Venezuelan former mayor Ledezma flees to Colombia

Opposition leader, former Caracas mayor escapes house arrest

Venezuelan former mayor Ledezma flees to Colombia

World Bulletin / News Desk

The former mayor of Caracas, Venezuela, managed to escape house arrest and make it to Colombia early Friday, Colombia’s authorities confirmed.

Antonio Ledezma was able to slip security guards and check points before he made it on foot across the Simon Bolívar Bridge that separates the two South American nations.

"It was a film-like journey. Going through more than 29 check points between the National Guard and government police," Ledezma told media at the airport in Cucuta.

He said he planned to travel from there to Bogota and then to Europe.

The 62-year-old opposition leader was detained in 2015 on charges of conspiracy against the government of President Nicolas Maduro, who accused him of being part of an “American” coup. He served months in prison but was placed under house arrest because of health reasons.

Ledezma’s escape was cheered by Luis Almagro, the head of the Organization of American States regional bloc, former Colombian President Andres Pastrana and leaders of the Venezuelan opposition.

The former mayor is "a moral reference of #Venezuela, now free to lead the fight from exile for the establishment of the democratic system in his country," Almagro wrote on Twitter.

"I was sure that Antonio Ledezma would not allow himself to be held hostage to tyranny,” said opposition leader María Corina Machado, who said Ledezma was in jeopardy because he opposed new talks with the government. “I know that his life was in danger because of the position he took firmly and coherently before the pretense of reissuing the false dialogue. Wherever he is, he will fight tirelessly for our freedom" she tweeted.

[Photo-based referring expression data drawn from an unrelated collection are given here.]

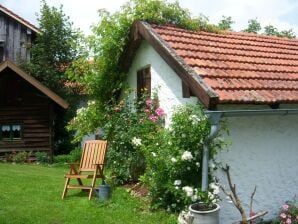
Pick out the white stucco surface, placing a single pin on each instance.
(264, 150)
(163, 79)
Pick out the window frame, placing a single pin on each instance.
(11, 135)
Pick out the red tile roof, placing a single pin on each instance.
(18, 18)
(239, 67)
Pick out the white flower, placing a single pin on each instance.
(177, 182)
(136, 141)
(210, 195)
(188, 190)
(187, 156)
(173, 160)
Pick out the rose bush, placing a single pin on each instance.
(173, 161)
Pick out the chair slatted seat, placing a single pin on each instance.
(91, 166)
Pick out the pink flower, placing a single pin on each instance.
(149, 102)
(283, 215)
(285, 207)
(160, 112)
(153, 118)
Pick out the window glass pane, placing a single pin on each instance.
(16, 131)
(5, 132)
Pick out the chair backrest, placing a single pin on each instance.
(93, 153)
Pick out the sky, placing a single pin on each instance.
(280, 13)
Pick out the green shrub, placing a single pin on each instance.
(174, 156)
(42, 157)
(124, 126)
(20, 157)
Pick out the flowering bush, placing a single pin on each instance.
(173, 156)
(289, 213)
(128, 125)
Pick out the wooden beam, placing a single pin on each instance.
(141, 30)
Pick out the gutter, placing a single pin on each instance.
(214, 119)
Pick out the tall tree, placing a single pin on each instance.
(55, 47)
(225, 23)
(253, 26)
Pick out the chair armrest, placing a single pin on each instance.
(70, 164)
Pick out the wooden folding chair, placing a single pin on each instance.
(90, 167)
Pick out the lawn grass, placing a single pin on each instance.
(32, 194)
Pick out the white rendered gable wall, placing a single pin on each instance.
(163, 79)
(264, 150)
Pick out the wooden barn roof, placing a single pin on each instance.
(230, 67)
(18, 18)
(42, 88)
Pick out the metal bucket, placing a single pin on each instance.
(203, 217)
(104, 192)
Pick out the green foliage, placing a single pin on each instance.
(125, 126)
(173, 157)
(225, 23)
(104, 79)
(253, 26)
(42, 157)
(54, 48)
(273, 31)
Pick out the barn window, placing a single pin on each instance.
(144, 82)
(10, 132)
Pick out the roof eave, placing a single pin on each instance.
(19, 19)
(142, 30)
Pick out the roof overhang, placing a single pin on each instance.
(42, 88)
(19, 19)
(143, 31)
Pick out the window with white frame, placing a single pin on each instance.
(10, 132)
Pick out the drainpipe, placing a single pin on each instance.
(214, 118)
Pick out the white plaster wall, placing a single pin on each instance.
(163, 79)
(264, 152)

The government and opposition and set to soon begin talks in the Dominican Republic as Venezuela fights with economic and political crises, including hyperinflation and default on the nation’s foreign debt.

Both sides stand to gain big from the talks with the government wanting help with debt restructure and the opposition demanding guarantees on presidential elections next year.

Venezuela has struggled to implement its socialist agenda with the collapse crude prices. That has helped to escalate the crises into deadly protests with allegations of corruption and mismanagement against the government.

Maduro has countered with charges that Washington and its allies in the region are to blame for his countries woes.